Jordan blends the darkness of British crime films with the bright colors of gaudy horror, creating a visual aesthetic that is seductive in its pleasures, even if the seams (intentionally) show. Blood flows crimson and the neon crackles with an intense glow. Clara and Eleanor set up shop in a rundown hotel in an equally rundown seaside town. Clara works her magic on the owner (Daniel Mays), who recently inherited the building from his mother (and who meets Clara by hiring her in a back alley), and she turns the place into a brothel. Thus, she and Eleanor briefly put down their roots, hoping the past doesn't catch up with them, and presumably worried more about today than tomorrow. Priorities shift for Eleanor, however, when she meets Frank (Caleb Landry Jones), a local misfit who, inexplicably, beguiles the eternal teenager by being emo and awkward.

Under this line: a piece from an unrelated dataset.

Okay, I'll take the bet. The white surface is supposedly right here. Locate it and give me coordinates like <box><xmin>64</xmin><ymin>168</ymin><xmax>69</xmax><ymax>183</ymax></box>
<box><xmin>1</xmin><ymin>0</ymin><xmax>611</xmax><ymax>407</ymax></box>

It's an implausible attraction, and one of Byzantium's more obvious weak points. Frank shouldn't inspire a girl to do much more than cross the street to avoid his gaze. It's hard to buy that he's the reason Eleanor becomes fed up with Clara's lies and decides to come clean.
On the surface, Jordan assembles a lot of the right elements for Byzantium. He's got a good cast, and they communicate a solid sense of purpose. Arterton is wily and alluring, manipulating those she needs something from while always finding her way back to Eleanor. The girl provides her with her necessary center, allowing for a morally complex portrayal of a typically amoral mythological creature. Clara's motivations transcend hunger, they come from a deeper, more natural place than even bloodlust. Her tenderness and her fury flow from the same source. Ronan is strong, as well, though this kind of role is becoming increasingly familiar from her. The male supporting cast tends to overact, with Landry Jones and a villainous Jonny Lee Miller (TV's Elementary) being the most egregiously obvious, but the material also begs for a little exaggeration.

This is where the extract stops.